I gazed at the crisp, clear sky, the blue that artists can only dream of achieving on canvas.

“She sat at this table and drew pictures,” Ellie McLean told me. “Lily was good at drawing. She kind of wrapped her arm around her pictures while she worked on them, like she was protecting them.”

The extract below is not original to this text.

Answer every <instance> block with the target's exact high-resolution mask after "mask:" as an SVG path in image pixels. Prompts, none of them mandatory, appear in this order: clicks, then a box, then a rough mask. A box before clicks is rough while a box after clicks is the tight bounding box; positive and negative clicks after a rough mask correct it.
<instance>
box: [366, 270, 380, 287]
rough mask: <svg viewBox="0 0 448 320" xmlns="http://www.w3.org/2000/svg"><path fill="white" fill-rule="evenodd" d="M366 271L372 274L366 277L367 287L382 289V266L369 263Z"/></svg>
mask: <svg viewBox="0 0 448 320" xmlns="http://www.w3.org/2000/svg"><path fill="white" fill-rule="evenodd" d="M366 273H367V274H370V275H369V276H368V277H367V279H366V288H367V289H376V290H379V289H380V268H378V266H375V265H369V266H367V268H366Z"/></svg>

“You think she took souvenirs?” Jaworski asked.

“You read her journal… ‘The Story of Lily.’”

Jaworski waited.

“She labeled it ‘Part One.’ Lily Dorman was a work in progress.”

“So, there’s more parts.”

“Illustrated,” I said.

Road crews had cleared the fallen trees from the Bayberry Park entrance. Jaworski drove to the swamp’s edge and stopped the cruiser.

“You get out okay?”

I nodded, shoved open the door, grasped the overhead handle, and pulled myself up. As Jaworski retrieved a shovel, Ellie McLean emerged from her trailer.

“You don’t look too good,” she said.

“How are you doing?”

“The FBI people ain’t been gone long. They brought me home this morning. Nice folks. They bought breakfast for me at Denny’s. He ain’t gonna dig up bodies, is he?”

“Nothing like that.”

“What happened to Katrina? They wouldn’t tell us anything.”

“She’s dead, Ellie.”

“I’m all set,” Jaworski said, walking to the dike.

“Lily killed her mother?” I nodded.

“Jesus, Lord,” she said, crossed herself, and gazed at the vacant trailer. “I’ll keep her place tidy. I don’t know why. I feel like I should.”

I left Ellie standing in the courtyard and followed Jaworski.

“Where am I going?” he asked.

“Fifty yards, straight ahead,” I said. “There’s a small wooden cross.”